Documentation
¶
Overview ¶
Package parser provides advanced URL parsing capabilities by extending the standard net/url package with additional domain extraction functionality.
This package decomposes a URL’s host component into three primary parts:
- Subdomain (e.g., "www" in "www.example.com")
- Second-Level Domain (SLD, e.g., "example" in "www.example.com")
- Top-Level Domain (TLD, e.g., "com" in "www.example.com")
The custom URL type embeds net/url.URL so that it integrates seamlessly with existing HTTP libraries, while the additional Domain struct holds the parsed components. The Parser type offers methods to parse raw URL strings into this extended URL struct. It also supports applying a default scheme when missing, and uses a suffix array for efficient TLD lookups.
Example Usage:
package main import ( "fmt" "github.com/hueristiq/hq-go-url/parser" ) func main() { // Create a new parser with a default scheme of "https". p := parser.NewParser(parser.WithDefaultScheme("https")) // Parse a raw URL string without a scheme. parsedURL, err := p.Parse("www.example.com") if err != nil { fmt.Println("Error parsing URL:", err) return } // Print the reconstructed domain. fmt.Println("Domain:", parsedURL.Domain.String()) }
References: - net/url package documentation: https://pkg.go.dev/net/url
Index ¶
Constants ¶
This section is empty.
Variables ¶
This section is empty.
Functions ¶
This section is empty.
Types ¶
type Domain ¶
Domain represents a parsed domain name, broken down into three main components:
- Subdomain: The subdomain part of the domain (e.g., "www" in "www.example.com").
- SecondLevelDomain (SLD): The core part of the domain (e.g., "example" in "www.example.com").
- TopLevelDomain (TLD): The domain extension (e.g., "com" in "www.example.com").
This structure is useful for analysis or manipulation of domain names.
func (*Domain) String ¶
String reconstructs a full domain name from its individual components. It joins the non-empty components using a dot ("."). Empty components are omitted from the final output.
Examples:
- "www.example.com" when all components are provided.
- "example.com" when the subdomain is empty.

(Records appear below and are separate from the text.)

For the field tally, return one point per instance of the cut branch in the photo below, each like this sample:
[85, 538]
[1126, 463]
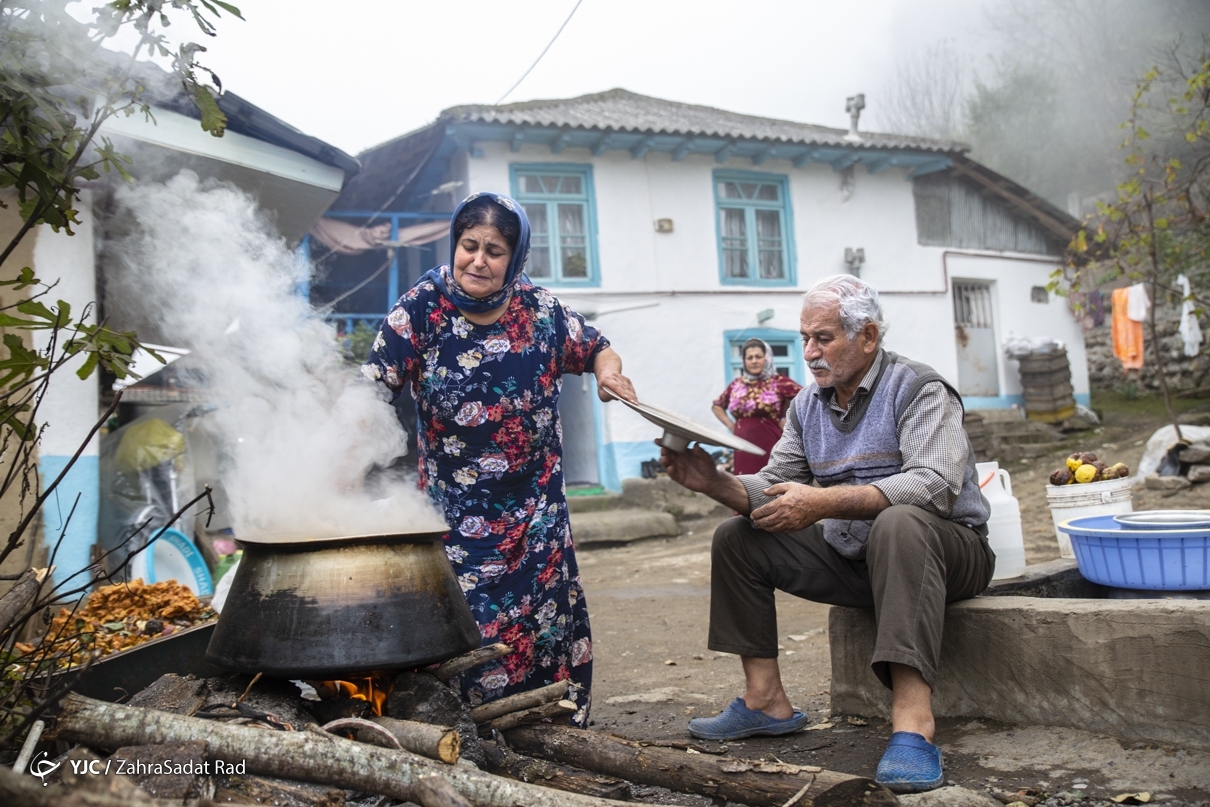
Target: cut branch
[557, 691]
[470, 661]
[761, 784]
[306, 756]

- "example" when only the SLD is provided.
Returns:
- A string representing the reconstructed domain.
type Interface ¶
Interface defines the standard interface for URL parsing functionality. Any type that implements this interface must provide a Parse method to convert a raw URL string into a parsed URL struct.
type OptionFunc ¶
type OptionFunc func(parser *Parser)
OptionFunc defines a function type used for configuring a Parser instance. Options allow customization of the Parser (e.g., setting a default scheme or custom TLDs) during initialization.
func WithDefaultScheme ¶
func WithDefaultScheme(scheme string) OptionFunc
WithDefaultScheme returns an OptionFunc that sets the default scheme for the Parser. This option ensures that URLs missing a scheme are treated as absolute URLs with the specified scheme.
Parameters:
- scheme (string): The default scheme to set (e.g., "http", "https").
Returns:
- (OptionFunc): An OptionFunc function that applies the default scheme to a Parser instance.
func WithTLDs ¶
func WithTLDs(TLDs ...string) OptionFunc
WithTLDs returns an OptionFunc that configures the Parser with a custom set of TLDs. This is useful for handling non-standard or niche TLDs that may not be included in the default set.
Parameters:
- TLDs (...string): A slice of custom TLD strings to be used by the Parser.
Returns:
- (OptionFunc): An OptionFunc function that applies the custom TLDs to the Parser.
type Parser ¶
type Parser struct {
// contains filtered or unexported fields
}
Parser is responsible for converting raw URL strings into the custom URL struct that includes both the standard URL components and additional domain details. It supports adding a default scheme if the URL is missing one, and it uses a suffix array for efficient TLD lookup.
Fields:
- scheme (string): The default scheme (e.g., "http", "https") to apply when missing.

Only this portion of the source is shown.